気づけばポロリと涙がひとつ溢れてしまう。やだな、泣くことなんかじゃないだろうに。案の定、遊真くんは目をまんまるにしてオロオロと手を彷徨わせている。こんなはずじゃ、なかったのにな。


「遊真くんに、かわいいって、言ってほしかっただけなの…っ、」

「ユキちゃん、」

「ゆうまくんの、好みじゃないなんて、知らなかったの…ッ、」


とうとうしゃがみこんでホロホロと涙を溢す私の頭をなでなでする遊真くん。その手つきは優しくて、でもこんなに優しい遊真くんを困らせる服を選んで着てるんだって思うと、涙は全然止まらなかった。


「ユキちゃん。」

「………ぐすっ、」

「なぁユキちゃん、この服、おれのために選んでくれたのか?」


羽織っていただけのシャツが取り払われて、床に落ちる。頭を撫でていた手が背中にまわり、ぎゅっと包むように抱きしめられた。
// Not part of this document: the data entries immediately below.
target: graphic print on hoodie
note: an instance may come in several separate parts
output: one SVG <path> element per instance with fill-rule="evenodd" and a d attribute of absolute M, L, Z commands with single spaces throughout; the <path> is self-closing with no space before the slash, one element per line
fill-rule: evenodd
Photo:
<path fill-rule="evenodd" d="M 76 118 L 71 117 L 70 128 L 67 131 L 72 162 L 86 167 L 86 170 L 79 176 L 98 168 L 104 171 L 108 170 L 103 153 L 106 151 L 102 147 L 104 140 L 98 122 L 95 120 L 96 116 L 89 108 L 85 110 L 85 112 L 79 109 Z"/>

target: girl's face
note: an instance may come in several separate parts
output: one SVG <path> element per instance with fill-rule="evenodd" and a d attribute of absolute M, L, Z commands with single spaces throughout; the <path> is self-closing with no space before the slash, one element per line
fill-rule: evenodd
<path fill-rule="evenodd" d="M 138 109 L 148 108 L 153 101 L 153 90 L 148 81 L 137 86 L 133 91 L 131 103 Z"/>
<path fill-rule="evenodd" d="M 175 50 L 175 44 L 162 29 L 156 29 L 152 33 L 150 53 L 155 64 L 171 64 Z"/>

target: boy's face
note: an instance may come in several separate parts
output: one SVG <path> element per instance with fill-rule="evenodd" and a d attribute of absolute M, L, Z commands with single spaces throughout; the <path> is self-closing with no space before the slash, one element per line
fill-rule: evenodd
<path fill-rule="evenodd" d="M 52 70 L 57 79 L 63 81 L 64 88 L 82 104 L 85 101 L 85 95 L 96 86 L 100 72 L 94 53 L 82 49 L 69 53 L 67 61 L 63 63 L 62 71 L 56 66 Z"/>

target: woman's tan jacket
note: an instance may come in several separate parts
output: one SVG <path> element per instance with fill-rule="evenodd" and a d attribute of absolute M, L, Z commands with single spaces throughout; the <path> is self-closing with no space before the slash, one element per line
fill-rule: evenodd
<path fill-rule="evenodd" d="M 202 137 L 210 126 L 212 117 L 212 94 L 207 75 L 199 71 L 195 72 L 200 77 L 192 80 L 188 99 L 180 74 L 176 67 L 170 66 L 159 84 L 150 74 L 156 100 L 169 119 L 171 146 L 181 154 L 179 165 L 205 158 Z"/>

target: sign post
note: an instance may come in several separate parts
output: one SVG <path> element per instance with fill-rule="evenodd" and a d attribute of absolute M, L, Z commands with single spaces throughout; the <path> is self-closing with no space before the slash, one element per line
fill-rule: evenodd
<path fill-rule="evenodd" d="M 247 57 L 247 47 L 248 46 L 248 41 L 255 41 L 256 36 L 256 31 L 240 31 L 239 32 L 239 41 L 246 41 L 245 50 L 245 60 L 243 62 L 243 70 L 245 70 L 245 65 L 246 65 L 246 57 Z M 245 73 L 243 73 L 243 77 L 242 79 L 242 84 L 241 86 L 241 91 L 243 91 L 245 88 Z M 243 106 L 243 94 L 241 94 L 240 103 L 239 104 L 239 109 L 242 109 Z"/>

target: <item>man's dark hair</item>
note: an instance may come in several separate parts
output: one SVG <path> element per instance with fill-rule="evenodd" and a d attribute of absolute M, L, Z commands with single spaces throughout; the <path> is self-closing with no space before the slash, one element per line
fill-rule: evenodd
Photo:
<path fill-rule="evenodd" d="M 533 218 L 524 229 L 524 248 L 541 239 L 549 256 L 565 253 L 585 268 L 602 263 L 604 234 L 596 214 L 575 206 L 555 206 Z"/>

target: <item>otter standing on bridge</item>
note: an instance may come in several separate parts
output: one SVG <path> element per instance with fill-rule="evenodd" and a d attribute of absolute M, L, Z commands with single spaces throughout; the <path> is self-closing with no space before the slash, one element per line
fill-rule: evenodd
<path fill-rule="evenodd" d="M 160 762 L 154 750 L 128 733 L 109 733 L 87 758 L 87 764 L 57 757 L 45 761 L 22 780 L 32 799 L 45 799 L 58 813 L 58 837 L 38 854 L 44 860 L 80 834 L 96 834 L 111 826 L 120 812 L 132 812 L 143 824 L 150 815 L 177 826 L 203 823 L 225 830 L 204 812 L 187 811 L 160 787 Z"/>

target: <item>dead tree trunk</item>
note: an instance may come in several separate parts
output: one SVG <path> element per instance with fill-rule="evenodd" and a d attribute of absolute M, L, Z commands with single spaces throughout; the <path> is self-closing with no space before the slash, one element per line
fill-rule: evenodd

「ユキちゃんは何着てたってかわいいけど…これもすごく似合ってるぞ。」

「……でも…」


じゃあこれは?と目線を床に落ちてしまったシャツに落とすと、遊真くんがなんとも言えない表情を浮かべる。ますますワケが分からなくなった。


「あー……これはおれが悪い…のか?」

「…あんまり、言えない理由?」

「いや、まぁ言えと言われたなら言うけど、」


煮え切らない返答に首を傾げる。首を傾げると、遊真くんが目線を斜め下に向けた。



「…すまん、邪な目で見た。」



ぼそりと低い声色で気まずそうに呟かれた言葉に目を見開く。そのままふいっと顔を逸らしたまま、頬を少しだけ染めた遊真くんにぶわりと顔が真っ赤に染まった。邪…ヨコシマ、よこしまな、目。その意味を正しく理解し、恥ずかしくはあるものの、嬉しく思う気持ちが確かにあった。よかった、かわいいって、思ってもらえてた!嬉しい!!幸せな気持ちでいっぱいになり、思わず遊真くんにぎゅうっと抱き付いた。


「おっと、」

「よ、よかったぁ…!!ちょっと挑戦した服装だったから、遊真くんの反応気にしてて…」

「うんうん、そっか。……ところでユキちゃん。」

「ん?」






「"邪"の意味、ほんとにわかったか?」


「……え、」


「…おれが何も言わずにシャツをかけた意味、わかったか?」


ゆっくりと、けれど強い力で両肩を静かに倒される。背中とカーペットがピッタリとくっつき、見上げた先にはもちろん、私を静かに押し倒した遊真くんがいた。


「おれを煽って、その次どうするのか、ちゃんと考えてたか?」

「……ぁ、えっ、と。」


「ユキちゃんは、おれを信用しすぎだ。」


赤い瞳が私を射抜く。すっかり言葉を無くしてしまった私を咎めるように一息吐かれ、遊真くんの端正な顔が近づいてきた。キス、される。


ちゅ、と1回だけ触れ、遊真くんが静かに離れていく。それと同時に、私は目を見開いた。遊真くんの唇が、私の鼻のてっぺんに押し当てられたから。


「おれ、ちゃんと15歳だよ。シシュンキってやつ。」


思春期の男子とは思えない冷静な対応だったけど…なんてドキドキしつつ、遊真くんの言うことは最もだと、少し反省をした。もう少し、いろいろ考えるべきだったのだ。その、節度、とか。


「ふつーにムラムラするし。ガマンの限界ってやつもある。」

「…ヒェ」

「だから、まぁ」




スルリと剥き出しの肩を撫でられる。遊真くんの手はひやりと冷たくて、思わずピクリと身体を震わせた。





「次は、ないぞ。」


「……ぁぃ…」



今日のところは、なんとか許してもらった。